History of the Customs House

Function of a Customs House

A Custom House or Customs House was a building housing the offices for the government officials who processed the paperwork for the import and export of goods into and out of a Country.  Customs officials also collected customs duty on imported goods.

The Customs House was typically located in a seaport or in a city on a major river with access to the ocean.  These seaports acted as a port of entry into a country and the government was interested in locating a customs house in those seaports in order to collect taxes and regulate commerce.

Due to advances in electronic information systems, the increased volume of international trade and the introduction of air travel, the Customs House is now a historical oddity.  There are many examples of buildings around the world whose former use was as a Custom House but have since been converted for other use.

Westport Customs House

Two hundred years ago was a good time in Ireland.  All the ingredients of daily life were found within the bounds of ones Townland.  The population was increasing.  The age for marriage was low.  The old Irish landowners had lost their lands but still managed to make a comeback.  Generally, the lower classes (mainly catholic) accepted a lower standard of living with much sub-division of land.  Ironically this had an adverse effect on the wages and rents which led to many Protestants emigrating.  Gradually there were but two classes in society – the rich and the poor.  But Westport and its port were only coming into their own.

The Earl of Altamont, writing to his agent James Millar in the late 1780s, notes the latter’s appointment as Landwaiter at Westport, and regrets that it is not of the status of Port Surveyor which was not possible because of Millars lack of prior service in the revenue.  He hopes for persons of substance to build in his town ‘it being a port of discharge, a tolerably good market town and provisions almost at all times remarkably cheap and plentiful’.  In a further letter he states that both a barracks and a custom house must be established in Westport almost immediately.

The harbour of Westport was under a body of men composed of magistrates and merchants resident in the town.  In the first decade of the 19th century they formed themselves into a committee under the style of Harbour Commissioners, who chose pilots from among their number and instructed them, and they were then put on probation for the position of pilot.  Sir Neal O’Donel writing to Dublin Castle in 1811 states, that the light house at Clare Island has been neglected, that Westport Harbour requires improvements since their once port and seat of collection at Newport has been changed to Westport.
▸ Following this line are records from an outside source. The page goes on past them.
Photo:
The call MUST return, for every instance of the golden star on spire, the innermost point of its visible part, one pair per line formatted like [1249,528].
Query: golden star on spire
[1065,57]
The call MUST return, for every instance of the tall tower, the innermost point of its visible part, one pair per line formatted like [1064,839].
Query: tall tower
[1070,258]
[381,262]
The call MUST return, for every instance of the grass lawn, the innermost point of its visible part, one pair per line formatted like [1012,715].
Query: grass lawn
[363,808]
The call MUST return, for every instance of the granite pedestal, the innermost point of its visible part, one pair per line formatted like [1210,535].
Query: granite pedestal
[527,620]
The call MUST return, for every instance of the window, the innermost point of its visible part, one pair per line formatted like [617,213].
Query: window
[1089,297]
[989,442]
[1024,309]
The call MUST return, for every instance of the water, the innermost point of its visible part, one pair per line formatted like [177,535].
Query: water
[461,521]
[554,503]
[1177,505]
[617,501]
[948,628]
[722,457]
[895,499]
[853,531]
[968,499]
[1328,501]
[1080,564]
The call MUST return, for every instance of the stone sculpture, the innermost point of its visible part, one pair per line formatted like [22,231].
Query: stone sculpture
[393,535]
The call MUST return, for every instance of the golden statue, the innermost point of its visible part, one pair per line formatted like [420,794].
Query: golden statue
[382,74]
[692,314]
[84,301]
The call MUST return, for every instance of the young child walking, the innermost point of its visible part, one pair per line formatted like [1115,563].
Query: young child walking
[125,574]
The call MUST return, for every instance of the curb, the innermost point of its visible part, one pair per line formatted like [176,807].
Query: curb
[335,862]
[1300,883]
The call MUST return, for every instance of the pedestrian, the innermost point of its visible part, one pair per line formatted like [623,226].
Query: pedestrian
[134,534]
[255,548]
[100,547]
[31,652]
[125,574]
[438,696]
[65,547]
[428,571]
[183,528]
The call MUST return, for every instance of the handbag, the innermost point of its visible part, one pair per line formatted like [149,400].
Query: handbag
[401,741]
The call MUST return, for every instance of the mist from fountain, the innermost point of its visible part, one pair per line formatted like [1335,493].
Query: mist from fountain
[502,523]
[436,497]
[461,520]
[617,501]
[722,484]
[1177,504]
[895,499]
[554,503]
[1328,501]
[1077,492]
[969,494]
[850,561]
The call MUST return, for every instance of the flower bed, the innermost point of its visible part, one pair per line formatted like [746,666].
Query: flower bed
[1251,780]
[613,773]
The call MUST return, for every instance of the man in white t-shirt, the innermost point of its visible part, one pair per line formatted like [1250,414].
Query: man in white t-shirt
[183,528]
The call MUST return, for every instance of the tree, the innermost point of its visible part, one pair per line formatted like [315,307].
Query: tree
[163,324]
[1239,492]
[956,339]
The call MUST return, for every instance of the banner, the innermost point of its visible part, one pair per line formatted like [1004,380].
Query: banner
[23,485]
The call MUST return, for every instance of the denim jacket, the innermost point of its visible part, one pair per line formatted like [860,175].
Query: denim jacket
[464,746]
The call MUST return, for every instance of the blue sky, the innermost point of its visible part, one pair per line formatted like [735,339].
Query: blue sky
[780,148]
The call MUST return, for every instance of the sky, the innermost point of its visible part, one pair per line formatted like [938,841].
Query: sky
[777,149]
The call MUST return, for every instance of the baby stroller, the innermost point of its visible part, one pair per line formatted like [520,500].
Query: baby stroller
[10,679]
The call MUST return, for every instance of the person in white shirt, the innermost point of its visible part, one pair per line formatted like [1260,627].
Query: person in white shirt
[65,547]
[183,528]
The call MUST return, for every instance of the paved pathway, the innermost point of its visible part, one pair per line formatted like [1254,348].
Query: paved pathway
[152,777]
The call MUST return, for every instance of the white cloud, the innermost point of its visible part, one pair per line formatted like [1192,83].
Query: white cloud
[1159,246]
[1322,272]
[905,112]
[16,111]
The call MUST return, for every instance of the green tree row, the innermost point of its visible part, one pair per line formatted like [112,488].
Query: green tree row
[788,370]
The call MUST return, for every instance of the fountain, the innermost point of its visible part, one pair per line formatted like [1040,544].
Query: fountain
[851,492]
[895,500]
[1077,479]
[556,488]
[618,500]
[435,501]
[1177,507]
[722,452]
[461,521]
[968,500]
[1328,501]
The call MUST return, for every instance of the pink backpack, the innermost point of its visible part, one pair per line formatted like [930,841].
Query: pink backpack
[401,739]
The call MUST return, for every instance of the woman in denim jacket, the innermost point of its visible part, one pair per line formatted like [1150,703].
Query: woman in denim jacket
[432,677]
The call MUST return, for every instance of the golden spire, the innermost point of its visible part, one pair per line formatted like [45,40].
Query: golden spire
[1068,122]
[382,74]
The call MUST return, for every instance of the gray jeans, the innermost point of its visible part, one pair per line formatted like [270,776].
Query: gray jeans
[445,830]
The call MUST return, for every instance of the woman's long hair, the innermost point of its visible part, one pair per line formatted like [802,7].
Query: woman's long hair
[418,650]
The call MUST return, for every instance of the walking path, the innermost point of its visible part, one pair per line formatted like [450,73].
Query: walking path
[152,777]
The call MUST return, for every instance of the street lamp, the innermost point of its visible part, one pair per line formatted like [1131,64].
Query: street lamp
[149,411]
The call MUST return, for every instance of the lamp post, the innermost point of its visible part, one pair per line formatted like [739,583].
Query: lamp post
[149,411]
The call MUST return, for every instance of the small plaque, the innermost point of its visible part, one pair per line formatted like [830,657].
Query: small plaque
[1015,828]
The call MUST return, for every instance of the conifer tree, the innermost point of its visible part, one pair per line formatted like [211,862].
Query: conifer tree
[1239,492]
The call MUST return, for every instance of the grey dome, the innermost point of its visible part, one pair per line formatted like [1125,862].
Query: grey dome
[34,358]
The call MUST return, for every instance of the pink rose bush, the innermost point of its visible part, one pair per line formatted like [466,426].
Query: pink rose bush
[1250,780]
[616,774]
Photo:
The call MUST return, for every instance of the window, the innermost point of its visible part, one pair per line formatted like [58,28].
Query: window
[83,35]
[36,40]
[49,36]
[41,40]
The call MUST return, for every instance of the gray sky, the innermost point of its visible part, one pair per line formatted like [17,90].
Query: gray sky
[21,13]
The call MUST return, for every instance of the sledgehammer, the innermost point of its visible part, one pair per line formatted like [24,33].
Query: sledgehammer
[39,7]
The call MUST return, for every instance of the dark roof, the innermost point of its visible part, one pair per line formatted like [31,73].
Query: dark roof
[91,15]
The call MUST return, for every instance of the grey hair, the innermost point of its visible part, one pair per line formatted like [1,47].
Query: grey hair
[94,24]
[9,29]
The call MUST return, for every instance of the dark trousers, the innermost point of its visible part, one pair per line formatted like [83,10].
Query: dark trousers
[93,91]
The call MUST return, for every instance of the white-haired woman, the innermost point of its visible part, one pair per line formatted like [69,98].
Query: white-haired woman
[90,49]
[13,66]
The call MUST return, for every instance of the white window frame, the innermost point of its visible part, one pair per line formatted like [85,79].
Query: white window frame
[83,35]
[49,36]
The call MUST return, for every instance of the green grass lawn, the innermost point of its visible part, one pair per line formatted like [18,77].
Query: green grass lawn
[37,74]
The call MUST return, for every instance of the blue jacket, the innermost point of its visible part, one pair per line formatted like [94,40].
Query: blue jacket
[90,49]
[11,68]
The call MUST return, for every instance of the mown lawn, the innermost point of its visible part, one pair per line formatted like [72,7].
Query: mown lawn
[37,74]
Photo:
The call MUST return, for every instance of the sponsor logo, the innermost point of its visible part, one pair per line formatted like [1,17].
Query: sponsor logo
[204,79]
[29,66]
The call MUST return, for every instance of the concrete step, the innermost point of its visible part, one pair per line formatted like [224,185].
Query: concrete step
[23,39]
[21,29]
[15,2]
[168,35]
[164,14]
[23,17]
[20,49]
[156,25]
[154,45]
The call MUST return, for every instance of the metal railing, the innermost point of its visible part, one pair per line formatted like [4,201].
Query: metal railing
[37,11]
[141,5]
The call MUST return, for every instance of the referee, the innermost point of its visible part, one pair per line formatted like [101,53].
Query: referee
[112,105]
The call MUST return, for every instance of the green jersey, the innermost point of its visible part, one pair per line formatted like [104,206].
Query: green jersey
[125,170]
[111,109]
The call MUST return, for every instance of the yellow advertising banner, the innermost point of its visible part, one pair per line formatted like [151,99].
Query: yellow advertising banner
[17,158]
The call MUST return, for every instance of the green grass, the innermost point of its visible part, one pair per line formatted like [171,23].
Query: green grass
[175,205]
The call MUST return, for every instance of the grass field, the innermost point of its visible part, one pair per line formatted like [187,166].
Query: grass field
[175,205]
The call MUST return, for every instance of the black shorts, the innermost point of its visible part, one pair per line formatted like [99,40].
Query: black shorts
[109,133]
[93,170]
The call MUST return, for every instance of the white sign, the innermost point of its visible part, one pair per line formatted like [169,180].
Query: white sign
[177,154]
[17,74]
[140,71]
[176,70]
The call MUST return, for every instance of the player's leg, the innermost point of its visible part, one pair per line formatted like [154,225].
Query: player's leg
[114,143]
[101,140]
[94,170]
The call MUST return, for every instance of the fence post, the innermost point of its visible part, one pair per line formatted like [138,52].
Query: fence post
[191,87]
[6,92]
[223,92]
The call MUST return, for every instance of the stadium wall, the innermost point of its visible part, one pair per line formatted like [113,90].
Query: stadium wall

At the commencement of the nineteenth century the Custom House was at the Octagon in the Market House lease given in May 1798 to the Commissioners of Customs and this premises was surrendered in 1837 to Mr. Matthias Mac Donnell, Merchant, Westport.  The officials of the Customs were busy supplying and paying the crews of the Revenue Cruisers off the west coast; collecting duty and providing coast guard service; watching out for smuggling and interpreting numerous regulations from London.  The seizure of tobacco smuggled in was a frequent occurrence.  Westport customs were advised to proceed against the offending parties for treble the value of the smuggled goods.  The next favourite on the smugglers list seemed to be Geneva which was the póitin of the time.  

In September 1830 better sites for the Custom House were being pointed out to the authorities, and the seizure warehouse on the Quay was recommended, as the one

in town was two miles away.  But the problem was shelved for the time being.

In 1837 the movement of the Custom House was under discussion once again and Mr. Mc Donnell wanted the Market House at the time to rent for himself.

The next door neighbour to the Custom House, Mrs Gill (mother –in-law of the father of Major John Mac Bride – executed in 1916), made some inroads into the property of the customs and this caused a search to be made of title deeds and earlier arrangements between Lord Sligo and the authorities in London.  The Crown held a site 78’ in length and 221/3’ in breadth on which the Custom House had been erected.  The lease was granted on 5th April 1837 by the Marquees of Sligo for the lives of King William IV and Queen Adelaide and HRH Alexandria Victoria at the annual rent of eighty five pence clear of all taxes and charges.  It was noted that two out of the three persons mentioned in the lease had died.

Before this John Denis Browne, 27th April 1786, had given a lease for the ‘King’s Stores’ at the Quay Westport on this very site at a rent of almost £38 per annum.

The Custom House at the time contained the following rooms:

Collectors Office, Controllers Office, Long Room; Room, attic and kitchen occupied by a customs officer; Queens Warehouse, coal house (old watch house); yard and accommodation.

Restoration

As mentioned above, due to advances in electronic information systems, the increased volume of international trade and the introduction of air travel, the Customs House was no longer needed and fell into ruin and in 1999 the Artists from the area received a grant from the Government to Refurbish the building and turn it into an Artists Studio.